Goiki vivía a siete manzanas de su bloque de apartamentos y la noche era agradable, así que Álex decidió volver dando un paseo: dejaría todos los apuntes en casa y después cogería un metro hacia el centro para encontrarse con los amigos. Llevaba un par de manzanas abstraído en sus cosas cuando una voz familiar le hizo detenerse como si un chorro de nitrógeno líquido le hubiera congelado los pies.
- Nos has hecho famosos, ¿eh? – Le soltó el skinhead que había entrevistado en la universidad. No estaba sólo, pero tampoco estaba con los cuatro rapados de la última vez. En su lugar Álex pudo contar a una docena de tipos de diferente aspecto, muchos de ellos rapados, que se esperaban unos pasos más allá. Sintió que le temblaban las piernas.
- Bueno, usé lo que tú me contaste, pensé que incluso te ayudaría, ¿no?
- Es cierto, es cierto, hiciste un buen trabajo. Al principio me echaron la bronca, pero después parece que acerté. – Y el tipo se rió unos segundos antes de soltar un ruidoso escupitajo en la acera. – Pero tienes que hacer algo más por mí, ahora que somos socios en esto. – Definitivamente, Álex se puso a temblar de cuerpo entero, y agradeció que la penumbra disimulara algo de su pánico.
- Claro, lo que sea. – Mientras, miraba a los acompañantes de su “socio”. Todos llevaban botas de tipo militar, e incluso algunos vestían ropa de camuflaje. Un par de ellos bromeaban con unos bates de béisbol, mientras otro se ejercitaba con un árbol dando unas hábiles patadas de karate.
- Quiero que mañana vengas con nosotros. Te traes una cámara y lo filmas todo. Puedes hacer eso, ¿no?
- ¿Qué? ¡No! Quiero decir, ojalá, pero yo soy de la radio, no tengo cámara, sólo mi grabadora… ¡que por cierto se me ha escoñado! ¡Tengo que comprar una nueva!
- ¿Te estás quedando conmigo, o qué? – Le preguntó el skin acercándose a él como había hecho el día en que le entrevistó cuando le agarró el micrófono, sólo que esta vez le cogió del cuello de la camisa y le empujó contra la pared. Tras ellos, el grupo se quedó en un silencio tenso, como la jauría de perros a punto de recibir su comida. Álex se quedó callado, diciendo que no con la cabeza. – Mira, no te lo estoy preguntando. Mañana te quiero ver en la calle Elkano a las once y media, con tu cámara y tus cosas. Solo. Ni se te ocurra acercarte al punto de reunión porque como esos vean mañana a un periodista se lo comen con patatas fritas. – Dijo señalando al grupo, que se había relajado, decepcionado, al ver que no ocurría nada.
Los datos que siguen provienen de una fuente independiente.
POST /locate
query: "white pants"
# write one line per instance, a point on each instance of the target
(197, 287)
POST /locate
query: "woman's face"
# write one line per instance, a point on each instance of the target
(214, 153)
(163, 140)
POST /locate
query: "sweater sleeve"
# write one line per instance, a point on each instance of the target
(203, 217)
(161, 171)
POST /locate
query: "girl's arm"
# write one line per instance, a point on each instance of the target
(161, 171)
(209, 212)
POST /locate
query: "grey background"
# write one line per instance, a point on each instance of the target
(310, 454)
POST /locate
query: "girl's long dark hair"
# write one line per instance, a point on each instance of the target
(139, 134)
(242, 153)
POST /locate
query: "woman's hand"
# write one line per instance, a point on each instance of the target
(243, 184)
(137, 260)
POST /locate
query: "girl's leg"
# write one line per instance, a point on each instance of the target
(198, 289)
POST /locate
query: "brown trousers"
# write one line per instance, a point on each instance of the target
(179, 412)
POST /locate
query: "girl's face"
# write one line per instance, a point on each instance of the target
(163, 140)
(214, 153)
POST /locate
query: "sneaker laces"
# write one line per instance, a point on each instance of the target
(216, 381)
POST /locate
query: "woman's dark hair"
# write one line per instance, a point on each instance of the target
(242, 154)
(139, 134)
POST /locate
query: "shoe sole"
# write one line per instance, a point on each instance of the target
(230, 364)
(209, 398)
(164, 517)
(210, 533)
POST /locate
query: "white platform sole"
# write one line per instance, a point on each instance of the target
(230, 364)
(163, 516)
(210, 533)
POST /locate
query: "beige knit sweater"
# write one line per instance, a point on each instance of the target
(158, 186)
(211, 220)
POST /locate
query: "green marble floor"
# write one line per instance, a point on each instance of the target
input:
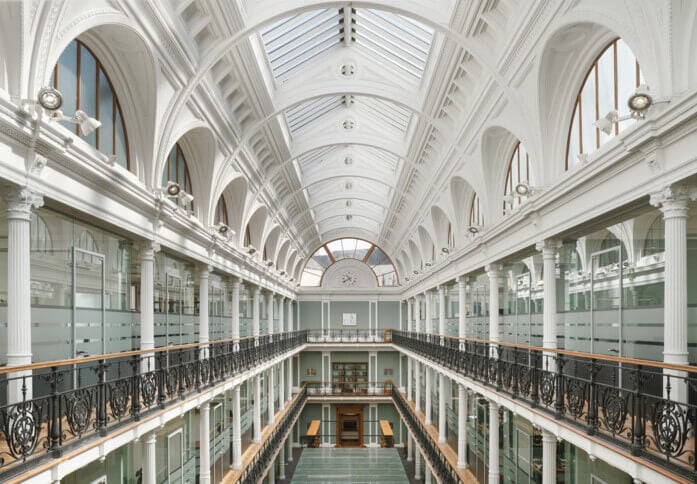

- ¿Pero entonces para qué me quieres a mí? ¿Y si les da por comerme sin patatas ni nada?
- No te preocupes, irás conmigo, y todos sabrán que estás ahí porque nosotros te hemos llamado.
- Pero no lo entiendo, ¿para qué?
- No queremos periodistas que filmen lo que les dé la gana y después lo cuenten todo a su modo. Tú grabarás lo que yo te diga, nada de directos, y después se lo enseñarás a España, como hiciste la otra vez. Coño, no sé de qué te quejas, ¡será la exclusiva de tu vida! – Álex intentó sonreír pero sólo logró hacer una mueca bastante ridícula. Pero el skin no le miraba. A él tampoco le gustaba la idea de hacer de niñera de aquel aprendiz de periodista, pero había sido su castigo por irse de la lengua, y ahora tendría que tragar con las órdenes recibidas. En ningún momento se le habría ocurrido desobedecerlas, ni que fuera por los nuevos amigos que le acompañaban y que tenían la misión de protegerles al día siguiente del resto de la manada, así como de asegurarse de que él y el periodista cumplían con su parte. El vigilante vigilado.

Después del inesperado encuentro, Álex esperó a que el grupo desapareciera tras la esquina para apoyarse en la pared y deslizarse lentamente hasta quedar sentado en el suelo. Todavía temblaba. Sacó su teléfono móvil y llamó a Ana.
- ¿Dormías?
- No soy tan vieja, chaval. Estoy tomando unos pinchos con unas amigas.
- ¿Y qué llevas puesto? – Bromeó Álex sin saber de dónde le salían las ganas.
- Idiota. Oye, qué pasa, tienes la voz rara.
- No te lo vas a creer, Ana, no te lo vas a creer.